President-elect's new policy towards Pyongyang has been 'undermined', says party spokesman

South Korean President Lee Myung-bak (right) talks with Park Geun-hye (left) on Tuesday, after North Korea's nuclear test. Photo: AP

With its latest nuclear test, North Korea, a country that thrives on paranoia, has thrown down the gauntlet to the one person in South Korea who was poised to ease tensions with Pyongyang: President-elect Park Geun-hye.

Park, whose policies might be defined as centre-right, assumes power on February 25. She made it clear during the December election campaign that she would seek to thaw incumbent Lee Myung-bak's frozen relations with Pyongyang through incremental confidence-building steps.

Her team said she would establish offices in Seoul and Pyongyang to promote exchange in public health, religion, and scholarship. If North Korea moved towards denuclearisation, she would create a pan-Korean economic community. She would do this by expanding the existing cross-border industrial complex in Kaesong, North Korea, that is conducting joint exploration for natural resources in the North. She would also embed a South Korean business presence at the nascent North Korean special economic zones in the northeast of the country.

"I plan to break with this black-or-white, appeasement-or-antagonism approach and advance a more balanced North Korea policy," she said.

It would contrast not only with the hawkish policy of Lee but with the "Sunshine Policy" of the liberal governments in power in Seoul between 1998 and 2008 as well, as it would include both carrots and sticks. Park's "stick" would be a strong security posture and a strengthened alliance with the United States.

She harshly criticised Pyongyang's December satellite launch - widely seen as cover for an intercontinental ballistic missile test - and Tuesday's nuclear detonation, which has complicated the planned engagement.

Sometimes the North Korean leadership needs friends - to provide food aid, oil and other things - but they also need to build tension on the peninsula, to unite the people

"North Korea's nuclear test is a grave threat to the Korean Peninsula and international peace and hampers inter-Korean trust-building and undermines efforts for peace," Park's spokeswoman said on Tuesday.

Moreover, with condemnation raining down upon Pyongyang from around the world, South Korea faces pressure to agree to UN sanctions and resolutions, which means there could be more stick than carrot in her policy. That, paradoxically, may be exactly what Pyongyang wants, experts say.

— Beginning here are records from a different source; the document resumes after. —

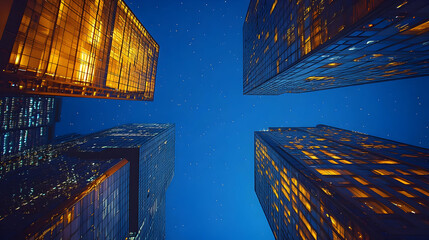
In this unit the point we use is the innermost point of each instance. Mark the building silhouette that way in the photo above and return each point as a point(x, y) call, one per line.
point(328, 183)
point(26, 122)
point(106, 185)
point(76, 48)
point(301, 46)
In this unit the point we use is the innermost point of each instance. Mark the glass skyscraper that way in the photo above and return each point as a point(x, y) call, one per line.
point(300, 46)
point(76, 48)
point(328, 183)
point(106, 185)
point(26, 122)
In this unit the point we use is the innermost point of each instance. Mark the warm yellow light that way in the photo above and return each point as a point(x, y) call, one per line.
point(380, 192)
point(387, 162)
point(407, 194)
point(315, 78)
point(405, 207)
point(417, 30)
point(403, 181)
point(382, 172)
point(357, 192)
point(361, 180)
point(273, 6)
point(377, 207)
point(422, 191)
point(419, 171)
point(310, 155)
point(328, 172)
point(331, 65)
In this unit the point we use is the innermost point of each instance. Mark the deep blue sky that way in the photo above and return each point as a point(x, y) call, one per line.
point(199, 88)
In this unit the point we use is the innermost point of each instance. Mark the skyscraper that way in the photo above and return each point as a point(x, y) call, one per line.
point(329, 183)
point(300, 46)
point(76, 48)
point(109, 184)
point(26, 122)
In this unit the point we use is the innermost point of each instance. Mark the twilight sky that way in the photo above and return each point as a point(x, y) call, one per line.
point(199, 88)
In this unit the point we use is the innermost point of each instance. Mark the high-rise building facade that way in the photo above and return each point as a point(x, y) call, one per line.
point(328, 183)
point(106, 185)
point(300, 46)
point(76, 48)
point(26, 122)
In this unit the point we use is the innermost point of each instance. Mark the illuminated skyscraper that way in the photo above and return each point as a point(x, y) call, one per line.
point(95, 48)
point(106, 185)
point(300, 46)
point(26, 122)
point(329, 183)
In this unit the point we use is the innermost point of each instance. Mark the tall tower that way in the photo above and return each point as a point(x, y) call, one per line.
point(76, 48)
point(329, 183)
point(109, 184)
point(300, 46)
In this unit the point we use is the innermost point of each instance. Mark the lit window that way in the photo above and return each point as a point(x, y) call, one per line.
point(377, 207)
point(422, 191)
point(358, 192)
point(315, 78)
point(420, 29)
point(361, 180)
point(405, 207)
point(419, 172)
point(382, 172)
point(403, 181)
point(328, 172)
point(402, 172)
point(331, 65)
point(310, 155)
point(346, 162)
point(330, 154)
point(386, 162)
point(333, 172)
point(407, 194)
point(380, 192)
point(273, 6)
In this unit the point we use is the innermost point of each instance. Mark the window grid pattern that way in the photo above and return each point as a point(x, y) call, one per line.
point(92, 48)
point(313, 186)
point(26, 122)
point(300, 46)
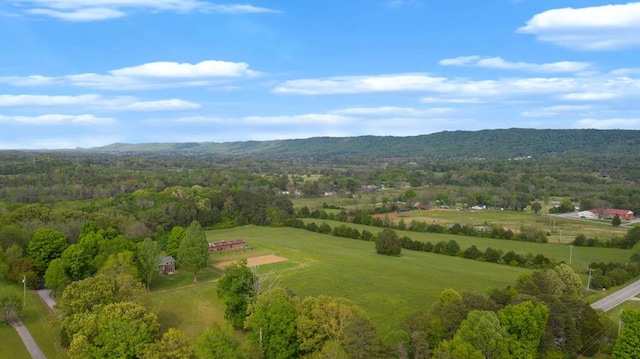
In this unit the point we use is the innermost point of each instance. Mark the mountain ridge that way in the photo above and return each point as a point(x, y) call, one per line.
point(499, 143)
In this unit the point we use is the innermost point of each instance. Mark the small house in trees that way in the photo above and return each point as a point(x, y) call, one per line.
point(167, 265)
point(227, 245)
point(609, 213)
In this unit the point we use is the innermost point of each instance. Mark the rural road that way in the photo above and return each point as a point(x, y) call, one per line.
point(611, 301)
point(27, 339)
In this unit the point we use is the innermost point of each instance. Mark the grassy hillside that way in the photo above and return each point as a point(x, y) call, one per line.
point(388, 288)
point(503, 143)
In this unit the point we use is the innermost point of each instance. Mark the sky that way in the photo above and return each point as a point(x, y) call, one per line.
point(89, 73)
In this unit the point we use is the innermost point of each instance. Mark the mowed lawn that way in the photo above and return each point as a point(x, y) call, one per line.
point(43, 327)
point(388, 288)
point(580, 257)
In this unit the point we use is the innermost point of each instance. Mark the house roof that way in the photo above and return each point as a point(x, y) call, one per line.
point(166, 260)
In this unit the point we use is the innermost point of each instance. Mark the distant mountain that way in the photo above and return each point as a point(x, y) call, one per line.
point(491, 144)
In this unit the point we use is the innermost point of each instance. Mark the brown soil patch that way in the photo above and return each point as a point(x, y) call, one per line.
point(255, 261)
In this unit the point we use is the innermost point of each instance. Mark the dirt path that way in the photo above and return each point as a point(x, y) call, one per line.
point(27, 339)
point(255, 261)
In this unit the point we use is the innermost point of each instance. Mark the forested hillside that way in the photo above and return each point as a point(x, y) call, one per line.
point(492, 144)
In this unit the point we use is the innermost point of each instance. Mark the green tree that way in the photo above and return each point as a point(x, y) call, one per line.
point(628, 344)
point(147, 257)
point(536, 207)
point(388, 242)
point(173, 344)
point(525, 324)
point(55, 277)
point(272, 324)
point(235, 288)
point(616, 221)
point(483, 331)
point(45, 246)
point(9, 304)
point(173, 242)
point(117, 330)
point(193, 253)
point(218, 342)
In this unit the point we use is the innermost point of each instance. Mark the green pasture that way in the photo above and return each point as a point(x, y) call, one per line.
point(388, 288)
point(41, 324)
point(580, 257)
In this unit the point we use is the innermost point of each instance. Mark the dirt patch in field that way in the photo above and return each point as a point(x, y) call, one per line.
point(255, 261)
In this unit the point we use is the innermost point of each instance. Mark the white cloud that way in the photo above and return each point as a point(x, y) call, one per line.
point(122, 103)
point(311, 118)
point(607, 27)
point(610, 123)
point(153, 75)
point(460, 90)
point(499, 63)
point(393, 111)
point(95, 10)
point(360, 84)
point(552, 111)
point(80, 15)
point(57, 119)
point(165, 69)
point(33, 80)
point(590, 96)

The North Korean leadership has failed to improve the lives of its people. That means the regime's credibility rests on it being a military-first state that can defend its people against the "hostile forces" in the outside world.

"Sometimes the North Korean leadership needs friends - to provide food aid, oil and other things - but they also need to build tension on the peninsula, to unite the people," said Dr Choi Jin-wook, a researcher at the Korea Institute of National Unification in Seoul. "For this reason, they have enemies."

And not only does a fortress state need a fortress mentality, Kim Jong-un has sound historical precedent for cutting his nation off from outside influence.

The Yi family that ruled Korea from 1392 to 1910 was one of the world's longest-lived royal dynasties. It collapsed soon after opening the gates of its "Hermit Kingdom" to the outside world.

"When the dynasty opened its doors, it led to instability and the fall of the kingdom; the dynasty had lasted so long because its conservatism had served as a form of stability," said John Burton, a columnist for The Korea Times newspaper.